Here's the uncomfortable truth from a site whose whole business is removing hiss: most hiss is self-inflicted, and preventing it takes less effort than removing it. The villain has a boring name — gain staging — and understanding it takes one paragraph.
Every recording chain adds a faint electronic whisper: the mic's own electronics, the preamp, the converter. That whisper sits at a fixed, tiny level. If your voice is recorded loud relative to it, nobody ever hears the whisper. If your voice is recorded quietly and you turn everything up afterwards — in an editor, or with a normalizer — you turn the whisper up by exactly the same amount. The hiss was always there. You amplified it into the spotlight.
1 – Get close. Halving your distance to the mic roughly doubles your recorded level without touching a single setting — the cheapest gain in audio. Two fists from mouth to phone is the working rule.
2 – Set level off your loudest sentence, not your average. Speak your loudest likely line; the meter should peak comfortably high without hitting the top (clipping is the one sin worse than hiss — hiss is removable, distortion isn't). Then leave the level alone.

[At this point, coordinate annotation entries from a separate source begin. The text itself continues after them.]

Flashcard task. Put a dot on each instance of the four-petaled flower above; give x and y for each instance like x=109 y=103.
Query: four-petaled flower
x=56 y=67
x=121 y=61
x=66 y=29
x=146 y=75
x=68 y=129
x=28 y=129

3 – Kill the noise you can hear. The fan, the fridge, the AC vent above you. Every one of those becomes "hiss-like residue" later. Thirty seconds of switching things off outperforms any algorithm, ours included.
Cheap built-in laptop mics hiss at any level — the electronics are just noisy. Old cassette and field recordings carry tape hiss you inherited, not caused. Wind is its own category (no spectral tool fixes wind rumble; a foam cover or a repositioned phone does). For all of these, the noise remover is the right tool and earns its keep — you gave it steady noise, which is exactly what it eats.
The pattern worth keeping: prevention handles the noise you make; removal handles the noise you're given. Doing step 1–3 above means the tool becomes your occasional rescue, not your routine — which, from the tool's perspective, is how it should be.